I wish the Waymos handled it better, yes, but I think that the failure state they took is preferable to the alternative.

Locking down the roads creates a lot of potential injuries too.

And "don't blow through an intersection with dead lights" is super easy to program. That's not enough for me to forgive them of all that much misbehavior.

> is super easy to program

What?!? We’re talking about autonomous vehicles here.

I wouldn't say "super easy" but if an autonomous vehicle isn't programmed to handle:

  1: streetlight with no lights
  2: streetlight with blinking red
    2.5: streetlight with blinking yellow
Then they are 100% not qualified to be on the road. Those are basic situations and incredibly easy to replicate, simulate, and incorporate into the training data.

That is to say, they are not edge cases.

Dealing with other drivers in those settings is much harder to do but that's a different problem and you should be simulating your car in a wide variety of other driver dynamics. From everyone being very nice to everyone being hyper aggressive and the full spectrum in between.

The cars already know those are intersections with lights. I'm not talking about that part. Just the basic logic that you don't go through at speed unless there is a green (or yellow) light.

The lights out should be treated as all way red, including pedestrians.

Specifically identifying road signs, traffic lights, and dead traffic lights is a narrow problem that has feasible solutions. To the point where we can reasonably say “yeah, this sub-component basically works perfectly.”

Compared to the overall self-driving problem which is very much not a super easy problem.

Right. You know there are humans somewhere in the city who got confused or scared and mess up too. Maybe a young driver who is barely confident in the first place on a temporary permit, or just someone who doesn’t remember what you do and was already over-stressed.

Whatever, it happens.

This was a (totally unintentional) coordinated screw up causing problems all over as opposed to one small spot.

The scale makes all the difference.

Definitely. The question then becomes how do they respond on the stimulus of other, more experienced drivers?

Eg. if they see 5 cars going around them and "solving" the intersection, do they get empowered to do the same? Or do some annoying honkers behind them make them bite the bullet and try their hand at passing it (and not to worry, other drivers will also make sure no harm comes to anyone even if you make a small mistake)? Human drivers, no matter how inexperienced, will learn on the spot. Self-driving vehicles can "learn" back in the SW department.

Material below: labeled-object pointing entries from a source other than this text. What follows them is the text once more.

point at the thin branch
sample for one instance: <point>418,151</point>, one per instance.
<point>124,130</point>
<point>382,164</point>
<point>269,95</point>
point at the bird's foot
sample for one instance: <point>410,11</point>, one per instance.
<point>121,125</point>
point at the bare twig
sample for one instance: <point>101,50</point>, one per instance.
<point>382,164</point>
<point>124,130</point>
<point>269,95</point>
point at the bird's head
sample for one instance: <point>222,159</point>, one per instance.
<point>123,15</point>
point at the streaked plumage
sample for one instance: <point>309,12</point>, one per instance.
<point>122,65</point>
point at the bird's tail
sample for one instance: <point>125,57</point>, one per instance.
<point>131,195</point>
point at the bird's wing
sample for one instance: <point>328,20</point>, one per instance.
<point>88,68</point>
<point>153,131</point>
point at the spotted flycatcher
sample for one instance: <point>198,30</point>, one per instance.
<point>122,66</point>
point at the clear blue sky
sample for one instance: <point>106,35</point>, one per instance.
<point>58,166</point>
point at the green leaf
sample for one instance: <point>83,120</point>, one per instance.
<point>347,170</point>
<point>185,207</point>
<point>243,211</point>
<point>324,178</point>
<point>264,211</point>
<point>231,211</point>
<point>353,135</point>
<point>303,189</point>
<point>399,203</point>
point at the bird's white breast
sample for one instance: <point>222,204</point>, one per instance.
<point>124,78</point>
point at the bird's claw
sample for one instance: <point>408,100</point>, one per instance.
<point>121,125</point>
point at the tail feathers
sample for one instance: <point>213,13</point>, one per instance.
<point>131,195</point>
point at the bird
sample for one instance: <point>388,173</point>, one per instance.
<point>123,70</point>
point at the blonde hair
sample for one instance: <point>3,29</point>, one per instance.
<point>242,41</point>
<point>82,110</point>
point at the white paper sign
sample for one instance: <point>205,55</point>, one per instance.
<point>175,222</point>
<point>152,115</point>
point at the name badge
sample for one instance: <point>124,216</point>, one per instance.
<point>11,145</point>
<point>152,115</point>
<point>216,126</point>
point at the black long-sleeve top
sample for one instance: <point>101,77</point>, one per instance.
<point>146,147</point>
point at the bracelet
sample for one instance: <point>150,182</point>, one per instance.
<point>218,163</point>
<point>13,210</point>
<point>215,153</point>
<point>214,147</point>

Yes, driving is a collaborative activity which requires that we all partner on finding most efficient patterns of traffic when traffic lights fail. Self-driving cars cannot learn on the spot, and this is the main difference between them and humans: you either have them trained on every situation, or they go into weird failure modes like this.

Yeah, the correlated risk with AVs is a pretty serious concern. And not just in emergencies where they can easily DDOS the roads, but even things like widespread weaknesses or edge cases in their perception models can cause really weird and disturbing outcomes.

Imagine a model that works real well for detecting cars and adults but routinely misses children; you could end up with cars that are 1/10th as deadly to adults but 2x as deadly to children. Yes, in this hypothetical it saves lives overall, but is it actually a societal good? In some ways yes, in some ways it should never be allowed on any roads at all. It’s one of the reasons aggregated metrics on safety are so important to scrutinize.